Troubleshooting immunohistochemical labelling of proliferating cell nuclear antigen (PCNA) in cryocut tissue sections of mouse prostate.

INTRODUCTION

The use of antibodies to proliferating cell nuclear antigen (PCNA) for the immunohistochemical detection of proliferating cells has been limited in frozen tissue sections because of its temperature dependence and instability in formaldehyde. In this study various protocols for the immunohistochemical staining of PCNA in frozen mouse prostate tissue sections were tested in order to identify optimal conditions.

METHODS

Fresh prostate tissues from 8 week old mice were frozen in liquid nitrogen or fixed with formaldehyde or paraformaldehyde before freezing with liquid nitrogen. Frozen tissues were then cut in a cryostat and unfixed sections were fixed by dipping slides with sections into fixative.

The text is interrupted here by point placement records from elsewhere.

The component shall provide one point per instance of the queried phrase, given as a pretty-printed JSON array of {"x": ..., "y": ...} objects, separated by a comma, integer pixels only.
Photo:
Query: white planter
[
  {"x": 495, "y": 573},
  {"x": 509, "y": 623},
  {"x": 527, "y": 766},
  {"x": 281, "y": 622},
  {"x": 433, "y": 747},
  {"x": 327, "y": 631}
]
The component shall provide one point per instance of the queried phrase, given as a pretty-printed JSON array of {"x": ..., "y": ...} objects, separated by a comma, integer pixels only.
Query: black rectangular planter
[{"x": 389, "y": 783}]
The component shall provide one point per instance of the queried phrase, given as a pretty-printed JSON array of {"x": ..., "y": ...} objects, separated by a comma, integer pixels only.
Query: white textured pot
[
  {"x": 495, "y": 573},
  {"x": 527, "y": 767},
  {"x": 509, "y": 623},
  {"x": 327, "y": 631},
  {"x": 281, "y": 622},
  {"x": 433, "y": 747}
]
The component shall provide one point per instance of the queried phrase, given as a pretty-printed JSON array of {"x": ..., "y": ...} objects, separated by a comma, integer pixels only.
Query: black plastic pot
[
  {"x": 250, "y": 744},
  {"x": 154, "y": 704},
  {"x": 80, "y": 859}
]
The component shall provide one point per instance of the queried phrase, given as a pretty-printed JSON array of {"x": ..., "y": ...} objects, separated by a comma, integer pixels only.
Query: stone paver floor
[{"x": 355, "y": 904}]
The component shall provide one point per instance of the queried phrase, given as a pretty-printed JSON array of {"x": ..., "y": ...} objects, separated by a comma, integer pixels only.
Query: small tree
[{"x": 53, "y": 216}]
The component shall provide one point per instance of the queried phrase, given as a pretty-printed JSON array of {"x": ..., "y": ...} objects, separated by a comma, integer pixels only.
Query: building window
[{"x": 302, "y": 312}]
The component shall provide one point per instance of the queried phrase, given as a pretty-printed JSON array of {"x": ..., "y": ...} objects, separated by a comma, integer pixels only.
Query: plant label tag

Slide-mounted tissue sections were permeabilized with Triton X-100 before incubating overnight in primary antibody to PCNA diluted to different concentrations in different diluting media at room temperature or 4 degrees C. Secondary antibody was applied in the same medium as the primary. 19 different experimental protocols were examined.

RESULTS

Only one protocol showed strong positive immunostaining for PCNA. PCNA-immunopositive cells were observed in greater abundance in the stromal layer.

DISCUSSION

Paraformaldehyde fixation with Triton X-100 permeabilization without any blocking protocol produced the strongest nuclear PCNA immunolabeling probably when cells are in S-phase of mitosis which indicates the feasibility of PCNA immunoflourescence staining on frozen tissues.